The following steps are required to calculate the amount of powder or skim milk to be added, or the amount of cream to be removed. Suppose a cheese maker wishes to fill a 10,000 l (100 hl) setting vat for the manufacture of Cheddar cheese.
Step 1. Determine the protein and fat contents of the milk using an automatic milk analyzer. If a milk analyser is not available the protein content of pooled milk can be crudely estimated from the fat content using the following formula:
Kg/hL of protein = (0.4518 x Kg/hL of fat) + l.521
For the purpose of this example, assume the available milk contains 3.50 Kg/hL of fat and 3.l0 Kg/hL of protein.
Step 2. Determine the required fat, moisture and F/DM of Cheddar cheese. 'Dairy Products Regulations' of the Canada Agricultural Products Standards Act require Cheddar cheese to contain a minimum of 31% fat and a maximum of 39% moisture. Therefore,
FDM = % fat/% dry matter = 30.0/(100.0 - 39.0) = 49.2%
Step 3. Determine the required P/F of the milk. The P/F required to yield F/DM = 50% as required for Cheddar cheese is about 0.96.
Step 4. Calculate the amount of: skim milk powder to be added; or fat to be removed; or skim milk to be added.
Standardization by Adding skim milk powder
(i) Calculate the % protein required to give P/F = 0.96
The required level of protein = 0.96 x % fat = 0.96 x 3.50 = 3.36
(ii) The % protein to be added = 3.36 - 3.10 = 0.26 Kg/hL
(iii) Calculate the weight of protein which must be added per 100.00 hL of milk.
The required weight of protein = 0.26 Kg/hL x 100 hL = 26.0 Kg
(iv) Calculate the amount of powder which must be added assuming the skim milk powder (SMP) contains 35.0% protein. If possible the skim powder should be analyzed so the exact protein content is known. The supplier may be able to provide this information. Protein content can also be estimated using a milk analyzer to test the reconstituted skim milk.
Required amount of powder = 26.0 Kg/0.35 = 74.3 Kg
(v) Check calculations:
Weight of fat in milk: 3.50 Kg/hL x 100.00 hL = 350.0 Kg.
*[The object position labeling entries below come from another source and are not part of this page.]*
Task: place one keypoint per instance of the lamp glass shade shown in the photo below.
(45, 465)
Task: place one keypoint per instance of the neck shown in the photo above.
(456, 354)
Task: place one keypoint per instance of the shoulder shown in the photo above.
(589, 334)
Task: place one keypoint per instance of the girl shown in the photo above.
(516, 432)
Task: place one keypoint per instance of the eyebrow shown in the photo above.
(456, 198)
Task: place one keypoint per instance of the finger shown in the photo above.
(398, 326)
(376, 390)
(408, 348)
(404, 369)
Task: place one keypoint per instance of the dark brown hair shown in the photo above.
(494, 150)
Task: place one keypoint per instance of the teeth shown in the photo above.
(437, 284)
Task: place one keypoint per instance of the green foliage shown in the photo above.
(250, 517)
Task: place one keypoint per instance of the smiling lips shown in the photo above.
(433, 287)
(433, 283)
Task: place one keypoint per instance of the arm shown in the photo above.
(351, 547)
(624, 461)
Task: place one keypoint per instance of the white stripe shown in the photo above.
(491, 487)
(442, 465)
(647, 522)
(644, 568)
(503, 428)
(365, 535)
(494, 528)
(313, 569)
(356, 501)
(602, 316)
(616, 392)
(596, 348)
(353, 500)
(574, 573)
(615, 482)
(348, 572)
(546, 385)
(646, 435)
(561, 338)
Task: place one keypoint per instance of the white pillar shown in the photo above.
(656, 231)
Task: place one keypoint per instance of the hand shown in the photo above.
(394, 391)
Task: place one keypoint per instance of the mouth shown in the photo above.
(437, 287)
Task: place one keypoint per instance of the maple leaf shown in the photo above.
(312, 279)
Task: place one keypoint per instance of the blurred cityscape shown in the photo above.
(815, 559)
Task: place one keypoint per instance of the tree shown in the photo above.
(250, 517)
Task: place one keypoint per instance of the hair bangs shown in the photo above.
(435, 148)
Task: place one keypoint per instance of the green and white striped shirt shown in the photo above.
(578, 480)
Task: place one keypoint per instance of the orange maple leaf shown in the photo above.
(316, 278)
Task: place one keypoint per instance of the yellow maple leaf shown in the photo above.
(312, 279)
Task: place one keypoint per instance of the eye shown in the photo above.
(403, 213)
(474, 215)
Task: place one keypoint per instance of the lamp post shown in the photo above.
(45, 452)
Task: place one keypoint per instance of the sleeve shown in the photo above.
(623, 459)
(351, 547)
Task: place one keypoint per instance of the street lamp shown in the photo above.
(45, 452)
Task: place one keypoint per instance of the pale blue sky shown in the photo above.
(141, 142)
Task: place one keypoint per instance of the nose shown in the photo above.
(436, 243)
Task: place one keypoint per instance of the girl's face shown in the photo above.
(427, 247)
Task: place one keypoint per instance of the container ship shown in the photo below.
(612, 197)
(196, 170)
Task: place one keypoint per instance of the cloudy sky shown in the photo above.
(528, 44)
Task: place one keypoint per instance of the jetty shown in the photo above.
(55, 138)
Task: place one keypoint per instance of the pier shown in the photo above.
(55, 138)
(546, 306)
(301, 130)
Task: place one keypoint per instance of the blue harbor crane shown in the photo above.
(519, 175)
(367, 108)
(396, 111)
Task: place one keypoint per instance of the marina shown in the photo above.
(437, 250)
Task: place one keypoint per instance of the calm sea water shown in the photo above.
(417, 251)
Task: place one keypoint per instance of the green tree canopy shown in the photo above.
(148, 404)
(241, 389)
Weight of protein in milk: 3.10 Kg/hL x 100.00 hL = 310.0 Kg
Weight of protein in SMP: 0.35 Kg/Kg x 74.0 Kg = 26.0 Kg
Total Protein: 310.0 Kg + 26.0 Kg = 336.0 Kg
P/F ratio of standardized milk: 336.0 Kg/350.0 Kg = 0.96
Standardization by Removing fat
(i) Calculate the level of fat required to give P/F = 0.96.
The required level of fat = Kg/hL of protein/.96 = 3.10 Kg/hL/.96 = 3.23 Kg/hL
(ii) Use a Pearson's square to calculate the litres of cream that must be removed, assuming that the separator removes cream containing 30.00 kg/hl of fat.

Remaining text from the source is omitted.